L’Assemblée législative plurinationale poursuivait l’examen d’un projet de loi de 2012 relatif aux droits sexuels et reproductifs visant à garantir, entre autres, le droit de recevoir des informations sur les services de santé sexuelle et reproductive permettant d’empêcher des grossesses non planifiées ou non désirées, ainsi que le droit à l’éducation sexuelle dans les écoles.
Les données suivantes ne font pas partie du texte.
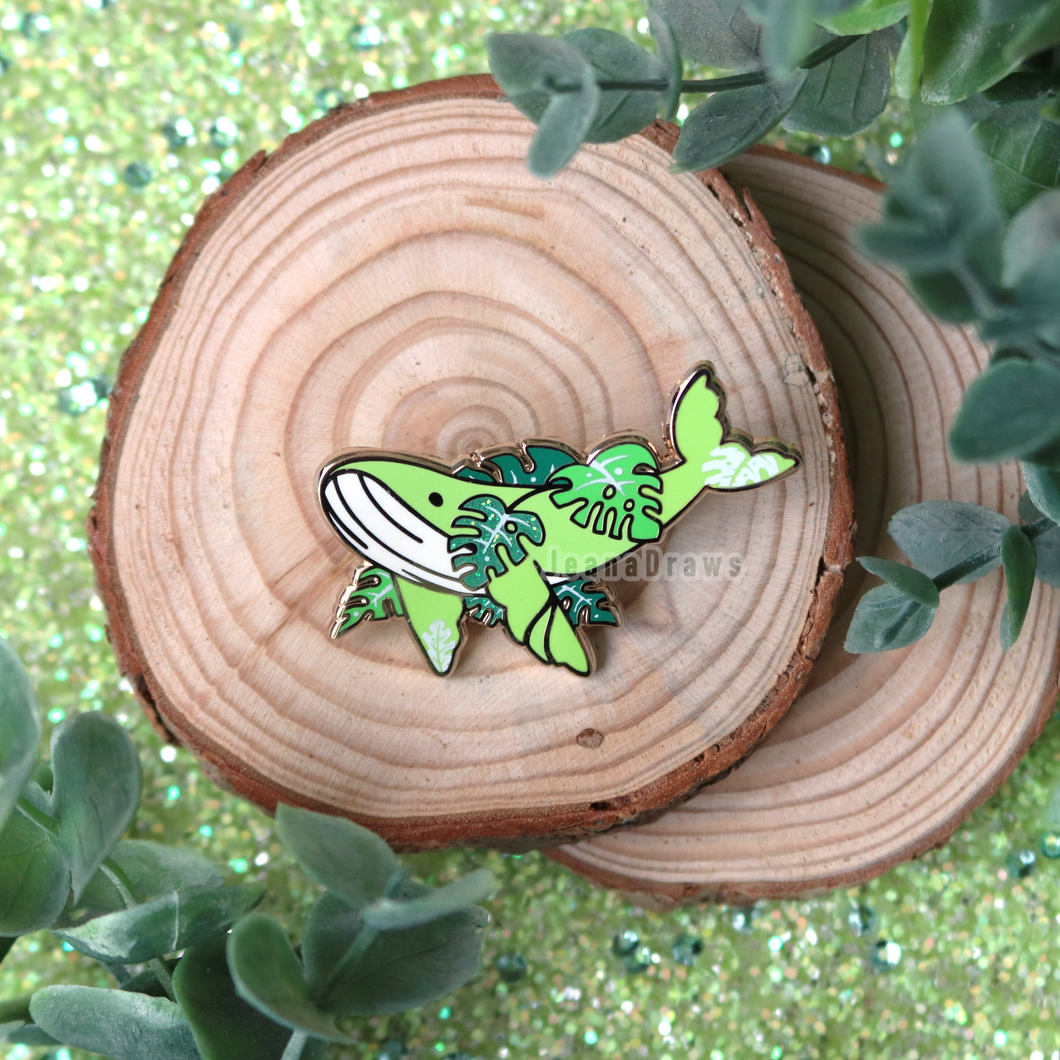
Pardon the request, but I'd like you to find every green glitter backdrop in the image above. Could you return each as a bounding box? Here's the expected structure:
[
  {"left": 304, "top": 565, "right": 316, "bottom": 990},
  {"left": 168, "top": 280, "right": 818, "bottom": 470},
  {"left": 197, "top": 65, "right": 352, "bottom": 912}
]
[{"left": 0, "top": 0, "right": 1060, "bottom": 1060}]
DROITS DES PEUPLES AUTOCHTONES

En novembre, 14 policiers ont été inculpés pour avoir eu recours à une force excessive lors d’une marche pacifique organisée en 2011 contre la construction d’une route traversant le Territoire indigène et parc national Isiboro-Sécure (TIPNIS). Le ministère public a écarté les allégations des victimes selon lesquelles des membres de haut rang des autorités civiles étaient impliqués dans cette affaire.’Le projet de construction, interrompu à la suite d’une consultation controversée avec les communautés indigènes concernées en 2012, était toujours suspendu.
Un nouveau Code minier, adopté en mai, ne prévoyait pas la consultation des peuples indigènes pour des activités de prospection et d’exploration minières. Il ne reconnaissait pas non plus le principe selon lequel les populations concernées devaient pouvoir donner au préalable, librement et en connaissance de cause, leur consentement à propos des projets qui allaient avoir des répercussions sur elles. Un projet de loi sur la consultation préalable, libre et éclairée a été finalisé.
DÉFENSEURS DES DROITS HUMAINS
Des inquiétudes subsistaient quant aux conditions énoncées par la loi de 2013 pour que les ONG puissent acquérir une identité juridique, celles-ci devant préciser dans quelle mesure elles « contribuent au développement économique et social » du pays. En 2013, le Comité des droits de l’homme [ONU] a recommandé à la Bolivie de renoncer à ces conditions au motif qu’elles restreignaient la capacité des ONG à mener leurs activités de façon libre, indépendante et efficace.
En janvier, des membres du Conseil national des Ayllus et Markas du Qullasuyu (CONAMAQ), qui participaient à une manifestation silencieuse devant le bureau de cette organisation à La Paz, ont été violemment expulsés par d’autres associations de peuples indigènes qui revendiquaient la direction du CONAMAQ. La police a été accusée de ne pas être intervenue pour empêcher cette expulsion violente.
En mars, l’ONG danoise IBIS a mis un terme à la plupart de ses projets dans le pays après que le gouvernement eut annoncé son expulsion en décembre 2013, au motif qu’elle s’immisçait dans les questions politiques et contribuait à diviser le mouvement indigène.

CONDITIONS CARCÉRALES

Le manque de sécurité dans les prisons et les conditions de détention déplorables demeuraient des sujets de préoccupation. Les retards empêchant la conclusion des procès dans des délais raisonnables, le recours excessif à la détention provisoire et le recours limité aux alternatives à la détention sont autant de facteurs qui contribuaient à la surpopulation carcérale. Pour remédier à ce problème, des amnisties et des grâces ont été accordées par des décrets présidentiels en 2013 et 2014, mais sans produire les effets escomptés.
En août, le médiateur a indiqué que l’enquête sur la mort de plus de 30 détenus à la prison de Palmasola, dans le département de Santa Cruz en août 2013, n’avait que peu progressé5.
En septembre, quatre détenus sont morts et une dizaine d’autres ont été blessés lors de bagarres à la prison d’El Abra, dans le département de Cochabamba. L’enquête était toujours en cours fin 2014.